Erschrocken sieht Claire wieder hoch und starrt mich fast schon fassungslos an. »Woher weißt du das?«

Skeptisch kneife ich meine Augen zusammen. »Ich weiß es einfach. Akzeptiere das. Aber dem Richter reicht es noch nicht, es fehlen die Beweise dafür. Du musst mir helfen.« Ich ärgere mich darüber, wie flehend meine eigene Stimme klingt. Dabei wollte ich stark wirken, ihr keine andere Wahl lassen, als mir die Wahrheit zu sagen.
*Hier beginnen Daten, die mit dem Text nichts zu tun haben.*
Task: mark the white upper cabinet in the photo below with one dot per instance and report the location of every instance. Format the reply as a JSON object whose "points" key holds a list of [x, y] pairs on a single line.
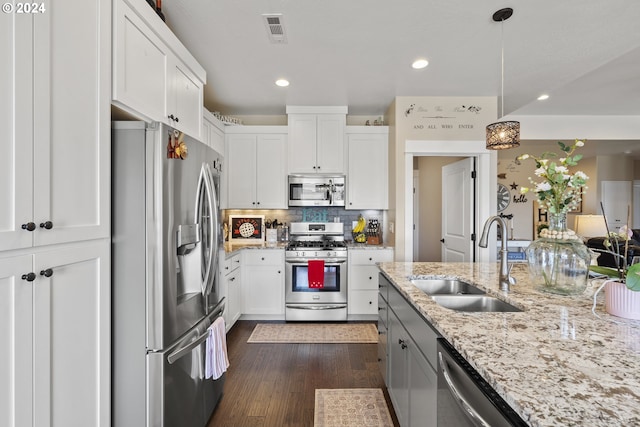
{"points": [[212, 132], [55, 167], [256, 167], [367, 178], [316, 139], [154, 75], [185, 99]]}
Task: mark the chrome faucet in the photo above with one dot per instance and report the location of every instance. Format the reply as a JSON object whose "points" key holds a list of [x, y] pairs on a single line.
{"points": [[505, 278]]}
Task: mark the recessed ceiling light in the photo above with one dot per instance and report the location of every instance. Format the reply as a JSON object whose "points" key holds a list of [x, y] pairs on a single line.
{"points": [[420, 63]]}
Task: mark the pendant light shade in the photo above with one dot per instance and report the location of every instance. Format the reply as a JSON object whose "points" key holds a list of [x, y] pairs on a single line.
{"points": [[503, 135]]}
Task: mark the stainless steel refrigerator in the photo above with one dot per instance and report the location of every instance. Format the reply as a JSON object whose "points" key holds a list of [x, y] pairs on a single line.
{"points": [[166, 237]]}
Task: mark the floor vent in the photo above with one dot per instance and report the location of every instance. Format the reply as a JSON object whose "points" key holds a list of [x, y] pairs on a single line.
{"points": [[275, 28]]}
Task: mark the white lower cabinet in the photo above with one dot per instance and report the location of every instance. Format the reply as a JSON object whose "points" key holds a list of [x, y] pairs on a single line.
{"points": [[411, 376], [55, 312], [231, 288], [263, 282], [362, 285]]}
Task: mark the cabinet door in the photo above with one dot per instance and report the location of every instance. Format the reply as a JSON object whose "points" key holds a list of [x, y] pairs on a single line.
{"points": [[398, 383], [263, 290], [71, 324], [71, 122], [16, 357], [241, 171], [16, 130], [423, 389], [363, 302], [302, 143], [185, 99], [330, 143], [234, 303], [216, 139], [368, 176], [139, 65], [271, 176]]}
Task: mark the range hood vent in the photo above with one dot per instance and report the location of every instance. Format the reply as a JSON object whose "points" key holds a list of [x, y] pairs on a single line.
{"points": [[275, 28]]}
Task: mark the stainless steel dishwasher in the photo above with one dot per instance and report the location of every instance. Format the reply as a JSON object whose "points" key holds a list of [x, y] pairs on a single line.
{"points": [[465, 398]]}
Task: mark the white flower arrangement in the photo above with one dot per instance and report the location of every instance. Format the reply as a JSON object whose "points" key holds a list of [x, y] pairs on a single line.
{"points": [[559, 190]]}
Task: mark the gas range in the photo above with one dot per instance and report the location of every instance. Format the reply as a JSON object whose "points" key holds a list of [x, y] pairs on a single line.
{"points": [[316, 240]]}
Und jetzt wimmere ich vor ihr herum, wie ein kleiner, verängstigter Welpe. 

»Ich...kann dir nicht helfen...Ich war nicht dort gewesen.« Sie stottert ausweichend. Entrüstet greife ich nach vorne und nach ihren Händen. Geschockt will sie ihre Hände wegziehen, aber ich halte sie fest umklammert und sehe ihr dabei durchdringend in die Augen. »Verdammt Claire, ich werde sterben! Ich muss alles wissen, was du weißt! Wieso lügst du mich an? Wieso lügt ihr mich alle an?!« Verzweifelt platzt alles aus mir heraus und ich reiße meinen Blick von ihr los, um nicht die Fassung zu verlieren.

Ihre Finger fühlen sich kalt und irgendwie fremd an und ich lasse sie wieder los, bevor noch ein Wärter hereinplatzt und diesen Besuch beendet, weil ich eine Gefährdung für meine Frau darstelle. Stattdessen starre ich die Wand rechts neben mir an und versuche, mich wieder zu konzentrieren. Aber ich bin so durcheinander, dass ich einfach nicht mehr weiter weiß.